DJ.SoftwareJune 29, 2026

Crates Makes Beatport Digging Faster

A Browser Built Around How DJs Dig

Not every useful DJ software story is a major app update. Sometimes the most interesting tools sit around the main performance apps, solving the messy work of discovery before tracks ever reach rekordbox, Serato, Traktor, Engine DJ, VirtualDJ, or djay.

Crates.co is one of those tools. It presents itself as an electronic music browser made by DJs for DJs, with features such as a re-release filter, full-track YouTube search, preview memory, custom crates, “Dig Deeper” discovery, and My Beatport access that syncs changes back to Beatport.

The Re-Release Problem Is Real

Electronic music stores are full of reissues, edits, remasters, compilation appearances, and catalog re-pushes. That is not automatically bad — reissues can be valuable — but it can slow down discovery when you are trying to find genuinely fresh records for a weekend set.

Crates addresses this directly with a re-release filter designed to help users focus on what is fresh and filter out re-released tracks. For DJs who scan large genre feeds, label catalogs, or Beatport charts, that small workflow feature can save a surprising amount of time.

Discovery Without Losing Flow

The other smart idea is “Dig Deeper,” which lets users explore related tracks without breaking the listening session. That matters because crate digging is a flow state. The more often you have to open new tabs, copy artist names, search labels manually, or rebuild your place in a chart, the more likely you are to lose the thread.

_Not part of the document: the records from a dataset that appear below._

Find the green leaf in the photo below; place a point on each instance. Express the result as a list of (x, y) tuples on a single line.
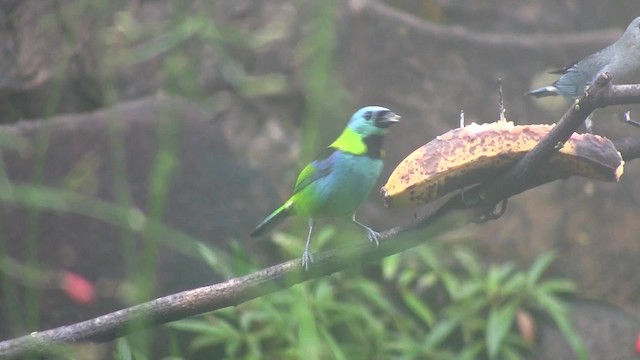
[(390, 266), (539, 267), (219, 329), (514, 285), (330, 342), (418, 307), (560, 315), (500, 321), (440, 332), (471, 352), (468, 260), (123, 350)]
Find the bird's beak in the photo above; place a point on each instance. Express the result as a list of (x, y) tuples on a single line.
[(387, 120)]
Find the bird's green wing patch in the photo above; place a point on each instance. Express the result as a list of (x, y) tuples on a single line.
[(350, 142), (315, 170)]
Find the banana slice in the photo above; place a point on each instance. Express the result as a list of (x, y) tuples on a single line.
[(477, 154)]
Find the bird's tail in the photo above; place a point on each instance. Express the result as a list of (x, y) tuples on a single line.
[(274, 219), (544, 91)]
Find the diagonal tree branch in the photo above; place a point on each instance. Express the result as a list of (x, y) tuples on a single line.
[(457, 211)]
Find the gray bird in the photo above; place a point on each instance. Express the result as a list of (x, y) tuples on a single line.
[(621, 59)]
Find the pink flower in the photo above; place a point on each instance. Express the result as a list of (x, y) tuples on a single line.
[(78, 288)]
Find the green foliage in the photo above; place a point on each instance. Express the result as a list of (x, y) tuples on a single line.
[(429, 303)]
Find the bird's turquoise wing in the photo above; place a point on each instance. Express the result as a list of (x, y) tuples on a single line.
[(315, 170)]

Preview memory is another DJ-native touch. Remembering what you have already auditioned is not glamorous, but it prevents repeated listening and helps serious diggers make faster yes/no decisions across long sessions.

The DJ.Software Take

Crates is not trying to replace DJ software. It sits before the DJ app, where taste is formed and shortlists are built. That is exactly why it matters. As streaming catalogs expand and release volume rises, DJs need better filters — not just more tracks. Tools like this point toward a future where crate digging software becomes as important as performance software.